Het kostte een Franse melkveehouder in 2017 gemiddeld €45,14 om 100 kilo melk te produceren. Voor die 100 liter melk kreeg hij €34,42 aan melkprijs betaald. Hij zat dus met een tekort van 24%. Deze heel actuele cijfers zijn afkomstig van het Duitse Büro für Agrarsoziologie und Landwirtschaft (BAL). Het bureau maakte de kostprijsberekening in opdracht van Franse producentenorganisaties, schrijft Boerderij.
De Franse melkveehouders willen de gegevens gebruiken in hun onderhandelingen met de supermarkten en het door de Franse president Emmanuel Macron aangekondigde kostprijsgebaseerde prijsbeleid.
Deze week kwamen ook kostenniveaus over 2016 (een jaar eerder, toen de melkprijs nog slecht was) in onze directe buurlanden naar buiten. Nederlandse veehouders blijken de hoogste kostprijs te hebben in vergelijking met hun Deense, Franse, Duitse en Belgische collega's. Nederlandse veehouders kwamen uit op €42,66 per 100 kilo melk.
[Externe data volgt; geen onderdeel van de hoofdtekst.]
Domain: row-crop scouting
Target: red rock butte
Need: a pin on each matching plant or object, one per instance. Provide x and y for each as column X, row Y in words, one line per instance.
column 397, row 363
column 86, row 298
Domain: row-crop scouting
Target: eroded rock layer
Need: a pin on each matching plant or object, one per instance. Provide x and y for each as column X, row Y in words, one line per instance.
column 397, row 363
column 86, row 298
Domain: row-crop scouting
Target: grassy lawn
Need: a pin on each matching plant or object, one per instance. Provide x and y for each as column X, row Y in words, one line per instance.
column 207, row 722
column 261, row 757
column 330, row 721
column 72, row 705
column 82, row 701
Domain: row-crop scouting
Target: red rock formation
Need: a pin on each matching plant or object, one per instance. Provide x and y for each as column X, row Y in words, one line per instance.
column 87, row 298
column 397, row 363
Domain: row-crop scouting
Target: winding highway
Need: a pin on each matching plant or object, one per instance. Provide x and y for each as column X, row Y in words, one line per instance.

Aan 'input' (voer, zaaizaad en onderhoud) kwam de Nederlandse veehouderij uit op €16,46 per 100 kilo melk. Daarmee scoort ons land het laagst, op België na. Aan 'operationele kosten' (huisvesting, rente, belasting, arbeidskosten externen) was de Nederlandse melkveehouder €21,59 kwijt, een bedrag in de middenmoot. Dat Nederland dan toch op een hoge totale kostprijs uitkomt, hangt samen met de lage prijs die een Nederlandse boer voor zijn slachtkoeien ontvangt en het relatief lage bedrag aan subsidies dat hij ontvangt in vergelijking met de andere landen. Een Franse boer krijgt €4,11 aan subsidies per 100 kilo melk; een Nederlandse moet het doen met €2,17.
Voor slachtkoeien ontvangt een Nederlandse boer gemiddeld €2,53 per 100 kilo melk, de laagste prijs in de vijf landen. Een Franse koe brengt €6,95 op; een Duitse €6,44. Aan subsidies krijgen de Franse veehouders veruit het meest, €4,11 per 100 kilo melk. Voor Nederlandse veehouders blijft de subsidie steken op €2,17 en voor Duitse op €2,68 per 100 kilo melk.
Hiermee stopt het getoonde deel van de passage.